Universal Usability, Accessibility, Universal Design, Disability


Universal usability probably has as many definitions as there are people talking about it.  The definition used in this paper is:

A focus on designing products so that they are usable by the widest range of people operating in the widest range of situations as is commercially practical.

As one might imagine, there are no universally usable products.  There simply is too great a range of human abilities and too great a range of situations or limitations that an individual may find themselves in.  Thus, universal usability is more a function of keeping all of the people and all of the situations in mind and trying to create a product which is as flexible as commercially practical, so that it can accommodate the different users and situations.  It is important to note that universal usability does not refer to usability by people with disabilities.  Although disability is one type of limitation or variation in human performance which universal usability attempts to address, it is not the only type.  In fact, for every type of disability there are situational constraints which would provide the same requirements.  For example:


There are a number of factors that have led to the recent interest in universal usability.  The two primary driving forces have been disability access and mobile computing.  Recent laws have mandated that some products be made more accessible for people with disabilities.  Section 255 of the Telecommunication Act requires manufacturers of telecommunication products and services to make their products accessible to people with disabilities where it is "readily achievable." Section 508 of the Rehabilitation Act requires the federal government to show preference when purchasing electronic and information technologies toward those that  are accessible to people with disabilities where it is not an "undue burden," thus making accessibility commercially advantageous.

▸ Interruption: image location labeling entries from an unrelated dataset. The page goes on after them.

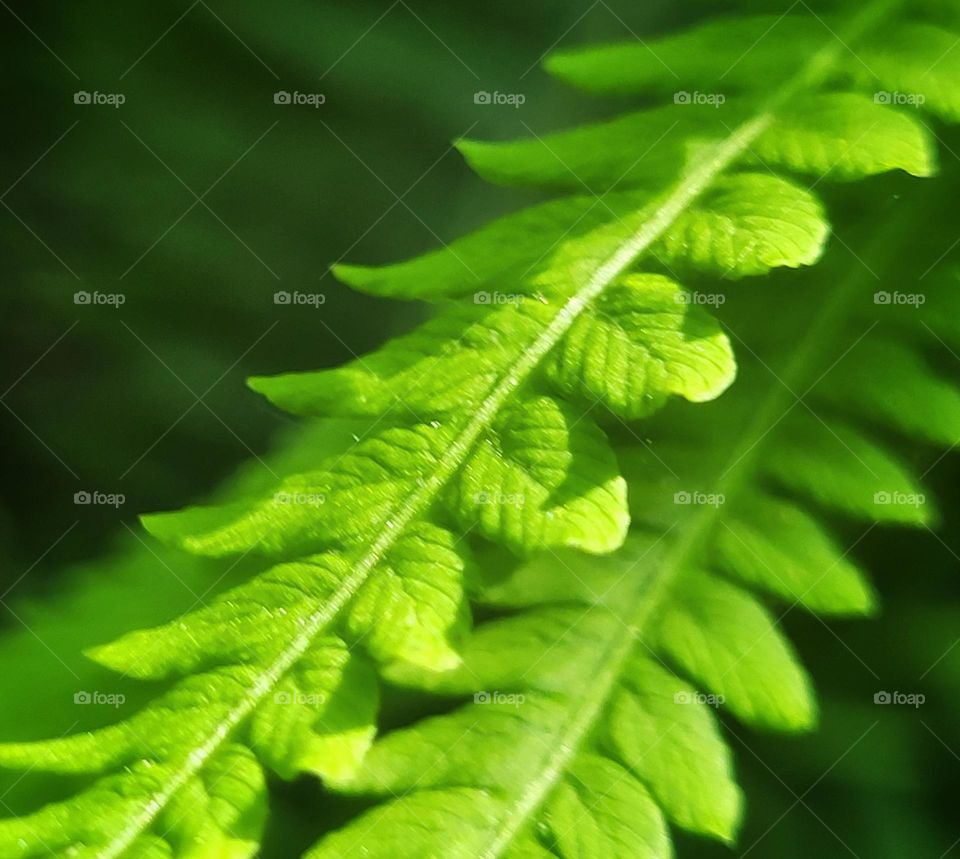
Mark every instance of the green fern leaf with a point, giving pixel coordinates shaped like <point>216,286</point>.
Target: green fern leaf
<point>480,402</point>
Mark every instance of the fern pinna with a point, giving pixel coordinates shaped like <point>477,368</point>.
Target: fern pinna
<point>500,424</point>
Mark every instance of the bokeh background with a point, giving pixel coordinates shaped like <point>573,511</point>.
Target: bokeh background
<point>200,198</point>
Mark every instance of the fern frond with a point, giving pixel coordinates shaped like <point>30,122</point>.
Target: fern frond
<point>480,421</point>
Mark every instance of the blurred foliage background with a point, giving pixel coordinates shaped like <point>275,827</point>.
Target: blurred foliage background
<point>200,198</point>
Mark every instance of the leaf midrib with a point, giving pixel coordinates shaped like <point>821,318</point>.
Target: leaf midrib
<point>654,589</point>
<point>673,204</point>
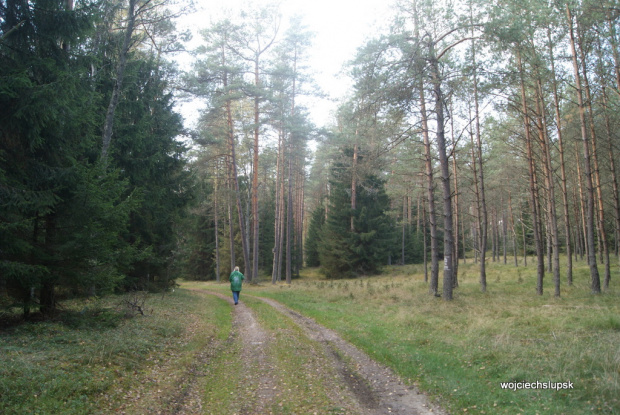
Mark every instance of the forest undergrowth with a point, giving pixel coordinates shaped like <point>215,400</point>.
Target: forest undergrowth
<point>100,357</point>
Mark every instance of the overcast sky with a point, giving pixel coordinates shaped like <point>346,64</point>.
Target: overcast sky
<point>340,27</point>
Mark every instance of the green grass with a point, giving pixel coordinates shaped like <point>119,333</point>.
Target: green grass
<point>90,359</point>
<point>96,360</point>
<point>459,352</point>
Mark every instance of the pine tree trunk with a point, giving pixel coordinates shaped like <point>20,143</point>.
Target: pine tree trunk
<point>594,275</point>
<point>235,177</point>
<point>540,273</point>
<point>448,240</point>
<point>558,122</point>
<point>434,280</point>
<point>215,218</point>
<point>118,84</point>
<point>550,184</point>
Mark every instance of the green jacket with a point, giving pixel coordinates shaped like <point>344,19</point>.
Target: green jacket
<point>236,280</point>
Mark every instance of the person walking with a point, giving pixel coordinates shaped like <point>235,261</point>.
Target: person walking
<point>236,281</point>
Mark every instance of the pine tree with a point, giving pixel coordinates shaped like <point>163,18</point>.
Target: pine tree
<point>313,240</point>
<point>347,251</point>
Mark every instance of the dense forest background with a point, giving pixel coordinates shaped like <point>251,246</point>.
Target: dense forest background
<point>475,131</point>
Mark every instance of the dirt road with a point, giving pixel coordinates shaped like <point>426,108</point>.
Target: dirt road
<point>354,383</point>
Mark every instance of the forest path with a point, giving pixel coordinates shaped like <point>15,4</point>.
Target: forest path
<point>351,381</point>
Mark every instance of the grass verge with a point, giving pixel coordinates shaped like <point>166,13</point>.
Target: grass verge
<point>95,359</point>
<point>461,351</point>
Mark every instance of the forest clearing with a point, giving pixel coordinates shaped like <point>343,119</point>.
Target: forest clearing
<point>186,354</point>
<point>451,226</point>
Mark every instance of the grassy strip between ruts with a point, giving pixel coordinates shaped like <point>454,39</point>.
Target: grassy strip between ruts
<point>461,351</point>
<point>303,380</point>
<point>95,359</point>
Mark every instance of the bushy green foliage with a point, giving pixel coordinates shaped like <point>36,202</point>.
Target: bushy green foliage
<point>67,224</point>
<point>348,251</point>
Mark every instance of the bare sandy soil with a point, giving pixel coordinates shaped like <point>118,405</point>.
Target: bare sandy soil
<point>359,386</point>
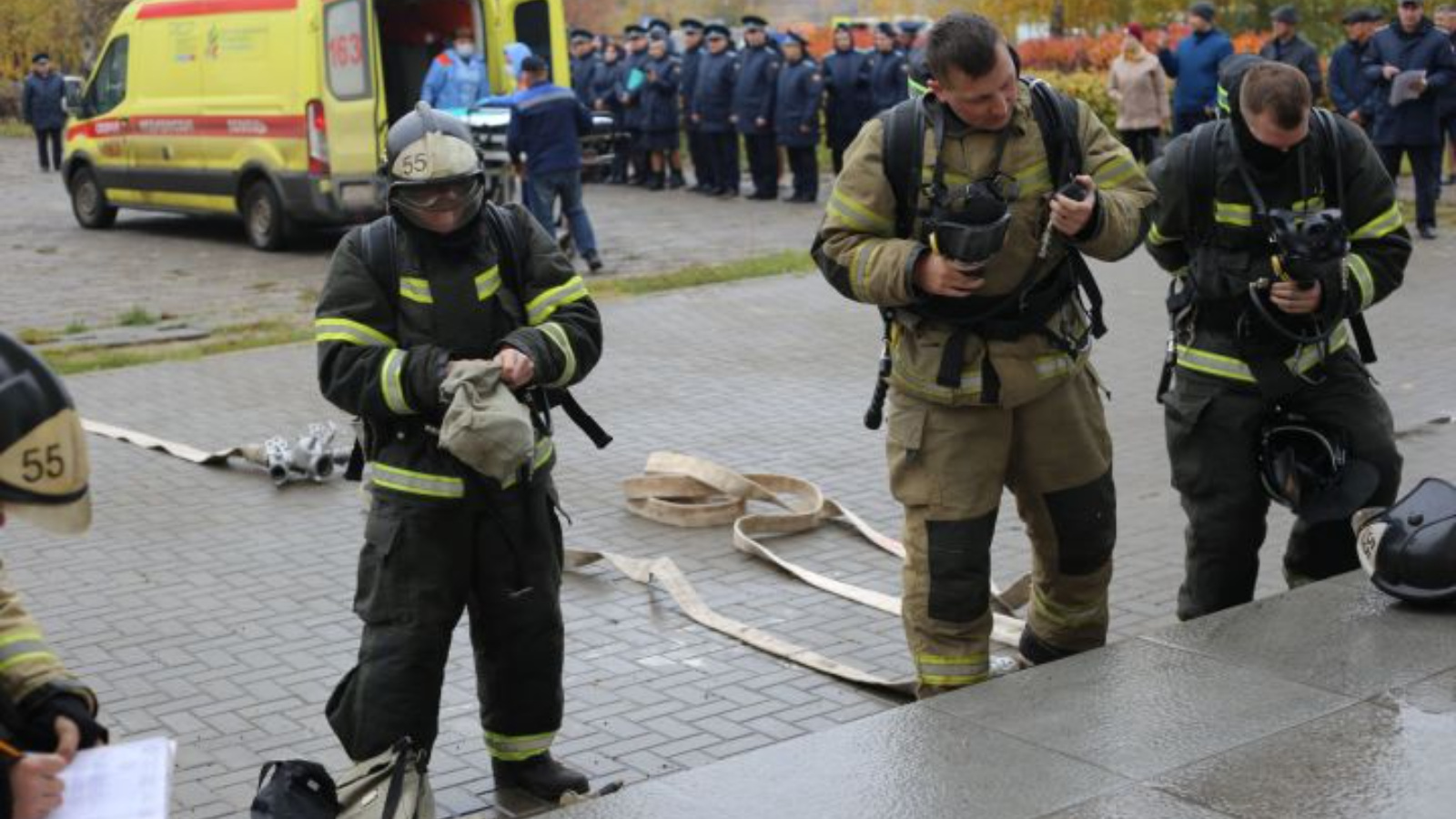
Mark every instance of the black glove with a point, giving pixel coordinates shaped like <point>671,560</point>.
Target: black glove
<point>48,703</point>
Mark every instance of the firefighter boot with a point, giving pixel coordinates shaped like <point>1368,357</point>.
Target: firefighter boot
<point>539,775</point>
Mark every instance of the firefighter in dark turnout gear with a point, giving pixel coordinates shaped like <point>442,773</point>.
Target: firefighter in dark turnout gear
<point>989,385</point>
<point>846,95</point>
<point>429,288</point>
<point>713,111</point>
<point>1259,329</point>
<point>753,106</point>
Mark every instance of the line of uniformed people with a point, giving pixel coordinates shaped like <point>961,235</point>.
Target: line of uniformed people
<point>735,104</point>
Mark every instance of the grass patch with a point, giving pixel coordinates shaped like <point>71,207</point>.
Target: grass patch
<point>756,267</point>
<point>136,317</point>
<point>223,339</point>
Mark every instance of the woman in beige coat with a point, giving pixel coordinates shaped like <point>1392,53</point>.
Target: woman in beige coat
<point>1140,89</point>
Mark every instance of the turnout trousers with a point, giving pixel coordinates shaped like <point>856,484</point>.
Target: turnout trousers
<point>497,555</point>
<point>948,465</point>
<point>1213,436</point>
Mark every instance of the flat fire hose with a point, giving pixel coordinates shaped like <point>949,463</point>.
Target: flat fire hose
<point>681,490</point>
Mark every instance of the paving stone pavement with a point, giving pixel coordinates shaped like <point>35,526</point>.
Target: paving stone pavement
<point>201,270</point>
<point>213,608</point>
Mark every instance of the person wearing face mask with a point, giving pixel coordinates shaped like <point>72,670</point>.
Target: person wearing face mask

In addition to government action, the rapid increase in numbers of individuals who are older is also starting to provide a market "pull" toward more accessible products.  As can be seen from Figure 1, functional limitations increase sharply as we age.  Figure 2 shows that a large percentage of these limitations deal with vision, hearing and physical abilities, which can directly affect product usability and which can be affected by product design.

Another major force has been the rise of mobile computing, which has resulted in the need to design products that are usable in a very wide range of environments and circumstances.  It is also resulting in information systems that are being accessed  by people using a very wide range of technologies, from audio-only phones to small resolution displays to high speed, high resolution workstations. 

Functional Limitation as a Function of Age. [D]

Figure 1

Prevalence of Selected Impairments within Age Groups [D]

Figure 2


In looking at accessibility/usability features, it is important to prioritize because of the multi-dimensional nature of disability (vision, hearing, physical, cognitive) and the large number of individual design techniques or strategies which might be implemented for each dimension.  We recently analyzed a number of design strategy collections and identified between 200-300 different strategies for making products more accessible to people with disabilities (and this does not include the large number of different strategies documented in general usability literature).  Without a means to prioritize, two behaviors have been observed in our interactions with industry.

First, product designers become overwhelmed with the sheer number of different techniques and strategies.  Just contemplating building over 100 different strategies into a product causes many to walk away or to approach feature selection (focusing of their efforts) in a somewhat random fashion.  Usability tests by themselves are not a solution to the problem of being overwhelmed, since they quickly generate a long list of problems that, in turn, point back to the even longer list of potential solution strategies.

The second behavior observed is a poor prioritization in efforts where features that were first thought of or easiest to implement are chosen rather than strategies which are more important.  The result is a product which has multiple low priority features (which are helpful but not essential for access) while lacking key high priority features which are needed to make the product (or key functions of the product) accessible for the same disability group.  This is equivalent to changing the plush carpet in the entire building to a tighter nap to make it easier for wheelchairs to get around, but leaving the steps at the front door and having no elevators to get off of the ground floor.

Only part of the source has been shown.